Cabe à Defensoria Publica, enquanto expressão e instrumento do regime
democrático, fundamentalmente, conforme a Lei Complementar n. 80/94 (alterada pela Lei
Complementar n. 132/2009), a orientação jurídica, a promoção dos direitos humanos e a
defesa, em todos os graus, judicial e extrajudicial, dos direitos individuais e coletivos, de
forma integral e gratuita, aos necessitados, assim considerados na forma do inciso LXXIV do
art. 5º da Constituição Federal.
12
RANGEL, Tauã Lima Verdan. Anotações ao Princípio da Decisão Informada em sede de
Conciliação: Singelas Ponderações http://www.conteudojuridico.com.br/pdf/cj048774.pdf
13
COSTA, Francisco Ricardo Sales. A ética do Conciliador. http://www8.tjmg.jus.br/cadernos-
ejef/eventos/1congressomineiro/2011/Palestras/Francisco-Ricardo-Sales-Costa.html
O inciso I do artigo 4° do mesmo disposto legal salienta ser função institucional
da Defensoria Pública a prestação de orientação jurídica e exercer a defesa dos necessitados,
em todos os graus, bem como a promoção, prioritariamente, a solução extrajudicial dos
litígios, visando à composição entre as pessoas em conflito de interesses, por meio de
mediação, conciliação, arbitragem e demais técnicas de composição e administração de
conflitos.
Infelizmente, na seara federal, é sabido que a Defensoria Pública da União não
tem estrutura organizacional capaz de suprir a demanda de todos os cidadãos que não têm
condições de pagar pela assistência de um advogado, em razão do enorme déficit no número
de defensores públicos federais. Assim, muitos interessados buscam o judiciário sem o devido
auxilio técnico jurídico.
Soma-se a isso o fato de que, do lado oposto, encontra-se um ente público, com
prepostos qualificados, orientados juridicamente por procuradores federais, advogados
públicos ou terceirizados/contratados, que torna a equação um tanto quanto desigual.
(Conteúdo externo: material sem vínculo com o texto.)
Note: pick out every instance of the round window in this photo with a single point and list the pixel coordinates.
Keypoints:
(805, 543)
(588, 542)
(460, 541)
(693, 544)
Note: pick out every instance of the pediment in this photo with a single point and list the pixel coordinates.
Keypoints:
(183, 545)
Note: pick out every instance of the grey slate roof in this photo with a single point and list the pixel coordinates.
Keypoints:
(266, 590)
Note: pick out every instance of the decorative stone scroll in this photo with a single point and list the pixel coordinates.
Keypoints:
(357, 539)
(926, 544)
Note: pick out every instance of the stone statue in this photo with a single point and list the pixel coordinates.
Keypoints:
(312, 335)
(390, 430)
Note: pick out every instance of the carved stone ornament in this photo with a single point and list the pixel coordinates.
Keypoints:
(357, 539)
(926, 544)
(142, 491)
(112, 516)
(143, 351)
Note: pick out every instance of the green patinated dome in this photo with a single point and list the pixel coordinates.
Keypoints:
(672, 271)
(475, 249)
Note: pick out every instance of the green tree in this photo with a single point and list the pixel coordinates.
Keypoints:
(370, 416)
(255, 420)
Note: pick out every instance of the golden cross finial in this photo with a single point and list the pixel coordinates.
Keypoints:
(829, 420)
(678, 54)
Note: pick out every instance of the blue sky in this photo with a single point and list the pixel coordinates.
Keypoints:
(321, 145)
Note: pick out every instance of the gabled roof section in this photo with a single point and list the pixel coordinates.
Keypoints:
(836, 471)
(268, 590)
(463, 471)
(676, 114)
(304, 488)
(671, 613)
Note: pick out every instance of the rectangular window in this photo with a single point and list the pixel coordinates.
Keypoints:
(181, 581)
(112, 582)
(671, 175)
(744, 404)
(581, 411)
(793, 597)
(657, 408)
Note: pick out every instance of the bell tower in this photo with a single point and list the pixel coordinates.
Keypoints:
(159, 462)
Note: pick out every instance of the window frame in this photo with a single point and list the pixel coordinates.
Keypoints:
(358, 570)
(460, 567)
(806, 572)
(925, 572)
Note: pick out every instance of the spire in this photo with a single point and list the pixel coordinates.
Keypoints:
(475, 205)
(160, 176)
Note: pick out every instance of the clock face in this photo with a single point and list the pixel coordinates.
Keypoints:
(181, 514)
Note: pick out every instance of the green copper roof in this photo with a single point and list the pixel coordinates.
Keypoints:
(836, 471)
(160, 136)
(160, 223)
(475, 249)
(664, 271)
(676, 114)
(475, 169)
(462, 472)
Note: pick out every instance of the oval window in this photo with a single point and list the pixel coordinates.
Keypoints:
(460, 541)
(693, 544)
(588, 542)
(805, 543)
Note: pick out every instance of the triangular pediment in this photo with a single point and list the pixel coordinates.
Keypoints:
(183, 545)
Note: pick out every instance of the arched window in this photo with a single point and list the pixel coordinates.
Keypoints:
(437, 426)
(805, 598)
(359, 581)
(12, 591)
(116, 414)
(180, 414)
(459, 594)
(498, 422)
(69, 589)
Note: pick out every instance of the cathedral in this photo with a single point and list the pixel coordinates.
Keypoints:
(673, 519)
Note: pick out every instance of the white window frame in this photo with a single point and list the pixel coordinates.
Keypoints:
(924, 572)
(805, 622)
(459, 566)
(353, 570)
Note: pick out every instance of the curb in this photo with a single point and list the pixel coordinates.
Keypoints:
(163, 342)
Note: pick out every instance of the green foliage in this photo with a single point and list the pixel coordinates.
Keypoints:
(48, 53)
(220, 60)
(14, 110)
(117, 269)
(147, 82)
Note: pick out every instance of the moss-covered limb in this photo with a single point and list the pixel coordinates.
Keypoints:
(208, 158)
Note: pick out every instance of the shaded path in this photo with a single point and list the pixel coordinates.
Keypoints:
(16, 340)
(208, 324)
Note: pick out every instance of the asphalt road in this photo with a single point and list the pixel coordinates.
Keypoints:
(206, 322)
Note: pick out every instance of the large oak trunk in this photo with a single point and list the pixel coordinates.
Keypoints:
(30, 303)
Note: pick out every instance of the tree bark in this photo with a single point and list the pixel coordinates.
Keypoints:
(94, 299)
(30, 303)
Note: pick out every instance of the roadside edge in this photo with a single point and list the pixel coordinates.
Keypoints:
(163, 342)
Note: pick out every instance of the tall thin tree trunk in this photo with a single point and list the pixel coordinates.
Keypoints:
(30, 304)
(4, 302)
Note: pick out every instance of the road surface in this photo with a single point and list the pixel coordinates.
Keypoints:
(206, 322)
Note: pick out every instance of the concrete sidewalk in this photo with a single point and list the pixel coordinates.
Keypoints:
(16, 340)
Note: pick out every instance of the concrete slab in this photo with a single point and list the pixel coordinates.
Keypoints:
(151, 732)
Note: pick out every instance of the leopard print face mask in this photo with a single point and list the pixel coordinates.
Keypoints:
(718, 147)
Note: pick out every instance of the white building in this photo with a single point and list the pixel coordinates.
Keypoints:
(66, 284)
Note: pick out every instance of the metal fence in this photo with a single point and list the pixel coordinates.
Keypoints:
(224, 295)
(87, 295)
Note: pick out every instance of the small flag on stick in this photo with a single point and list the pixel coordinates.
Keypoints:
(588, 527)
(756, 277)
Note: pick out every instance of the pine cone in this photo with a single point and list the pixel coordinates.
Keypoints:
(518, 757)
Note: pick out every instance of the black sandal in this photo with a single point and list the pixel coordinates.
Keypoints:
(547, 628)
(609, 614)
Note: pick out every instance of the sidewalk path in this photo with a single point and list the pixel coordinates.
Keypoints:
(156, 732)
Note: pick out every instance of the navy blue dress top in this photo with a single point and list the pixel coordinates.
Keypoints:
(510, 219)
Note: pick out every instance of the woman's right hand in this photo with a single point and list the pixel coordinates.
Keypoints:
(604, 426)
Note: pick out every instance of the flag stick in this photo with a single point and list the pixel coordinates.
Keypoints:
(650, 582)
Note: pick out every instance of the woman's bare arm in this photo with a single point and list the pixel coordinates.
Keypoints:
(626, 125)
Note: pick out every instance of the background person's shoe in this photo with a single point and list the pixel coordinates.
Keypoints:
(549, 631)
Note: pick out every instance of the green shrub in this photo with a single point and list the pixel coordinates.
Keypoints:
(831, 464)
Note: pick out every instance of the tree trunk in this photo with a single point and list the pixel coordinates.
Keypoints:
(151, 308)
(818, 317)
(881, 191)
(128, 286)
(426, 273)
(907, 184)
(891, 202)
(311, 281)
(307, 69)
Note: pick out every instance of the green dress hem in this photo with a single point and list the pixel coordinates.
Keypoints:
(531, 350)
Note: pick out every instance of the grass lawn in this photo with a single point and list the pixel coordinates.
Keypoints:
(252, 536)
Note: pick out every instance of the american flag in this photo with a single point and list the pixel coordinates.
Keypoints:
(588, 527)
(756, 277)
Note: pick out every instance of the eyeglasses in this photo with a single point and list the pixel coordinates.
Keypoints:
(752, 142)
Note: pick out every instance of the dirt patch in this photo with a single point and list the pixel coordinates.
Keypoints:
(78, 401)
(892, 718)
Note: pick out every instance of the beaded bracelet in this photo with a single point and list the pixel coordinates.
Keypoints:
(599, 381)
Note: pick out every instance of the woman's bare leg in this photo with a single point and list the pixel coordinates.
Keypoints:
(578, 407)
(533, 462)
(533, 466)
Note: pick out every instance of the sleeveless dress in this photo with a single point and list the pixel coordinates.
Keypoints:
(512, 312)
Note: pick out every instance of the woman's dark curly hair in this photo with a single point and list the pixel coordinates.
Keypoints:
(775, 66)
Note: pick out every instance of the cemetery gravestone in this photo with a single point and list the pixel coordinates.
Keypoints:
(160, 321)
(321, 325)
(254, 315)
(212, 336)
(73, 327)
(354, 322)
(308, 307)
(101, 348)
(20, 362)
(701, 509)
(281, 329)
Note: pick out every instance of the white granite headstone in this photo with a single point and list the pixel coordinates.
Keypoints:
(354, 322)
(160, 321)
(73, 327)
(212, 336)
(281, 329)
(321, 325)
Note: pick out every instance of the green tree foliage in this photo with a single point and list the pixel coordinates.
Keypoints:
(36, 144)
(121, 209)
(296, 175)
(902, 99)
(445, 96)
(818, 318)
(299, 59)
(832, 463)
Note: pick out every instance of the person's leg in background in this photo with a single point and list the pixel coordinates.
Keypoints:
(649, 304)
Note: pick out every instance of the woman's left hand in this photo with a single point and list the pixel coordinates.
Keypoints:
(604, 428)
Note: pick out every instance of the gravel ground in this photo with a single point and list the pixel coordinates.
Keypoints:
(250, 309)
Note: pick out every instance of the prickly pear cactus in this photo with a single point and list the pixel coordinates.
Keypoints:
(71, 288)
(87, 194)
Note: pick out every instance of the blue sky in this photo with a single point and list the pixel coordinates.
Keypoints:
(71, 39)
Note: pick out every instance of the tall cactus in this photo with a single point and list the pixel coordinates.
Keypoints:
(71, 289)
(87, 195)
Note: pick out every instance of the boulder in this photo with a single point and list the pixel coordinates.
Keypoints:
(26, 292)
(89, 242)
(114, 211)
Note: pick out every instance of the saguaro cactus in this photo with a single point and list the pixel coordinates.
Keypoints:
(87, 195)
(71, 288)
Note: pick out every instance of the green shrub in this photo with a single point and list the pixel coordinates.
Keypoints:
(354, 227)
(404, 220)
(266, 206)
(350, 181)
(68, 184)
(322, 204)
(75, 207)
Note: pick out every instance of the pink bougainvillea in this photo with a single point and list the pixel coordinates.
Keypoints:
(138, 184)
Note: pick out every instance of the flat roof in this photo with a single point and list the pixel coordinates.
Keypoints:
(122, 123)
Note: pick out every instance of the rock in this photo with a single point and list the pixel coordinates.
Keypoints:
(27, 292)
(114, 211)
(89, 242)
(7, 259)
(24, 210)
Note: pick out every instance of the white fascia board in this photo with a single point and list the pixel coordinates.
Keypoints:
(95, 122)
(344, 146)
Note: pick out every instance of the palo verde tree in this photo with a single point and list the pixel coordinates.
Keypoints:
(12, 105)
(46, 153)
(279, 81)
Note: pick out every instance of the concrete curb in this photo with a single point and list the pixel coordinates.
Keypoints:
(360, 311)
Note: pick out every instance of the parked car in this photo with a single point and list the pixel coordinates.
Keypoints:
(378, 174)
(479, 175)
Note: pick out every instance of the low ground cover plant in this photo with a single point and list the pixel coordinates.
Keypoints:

A partir desta constatação, não parece ser correto interromper uma mediação ou
redesignar uma audiência de conciliação para que a parte – sem assistência da defensoria
pública, sem advogado particular e sem condições financeiras de suportar esse ônus –
buscasse adquirir ou ampliar suas informações, com vista a melhor se instrumentalizar para a
tomada qualificada de decisão.
De tal sorte, também não cabe ao conciliador ou mediador encerrar a sessão pelo
simples fato de haver uma composição possível, tendo percebido que a parte não tem plena
consciência quanto aos seus direitos e a realidade fática na qual se encontram, uma vez que a
plena satisfação das partes consiste em pressuposto de legitimidade da conciliação ou
mediação.
Incumbe ao conciliador, com base no princípio da decisão informada, aplicar
técnicas para que possa informar à parte — sem assistência técnica de advogado — sobre as
vantagens que a conciliação possa significar em relação à continuidade do processo, a
incerteza do acolhimento da pretensão da parte, a possível duração da demanda até uma
decisão transitada em julgado em caso de não realização do acordo. Informar também os
valores médios de condenação de acordo com a jurisprudência em casos semelhantes, as reais
consequências de tal acordo, bem como as implicações concretas as quais os envolvidos se
submetem. Só assim, o pressuposto de legitimidade da conciliação teria sido observado.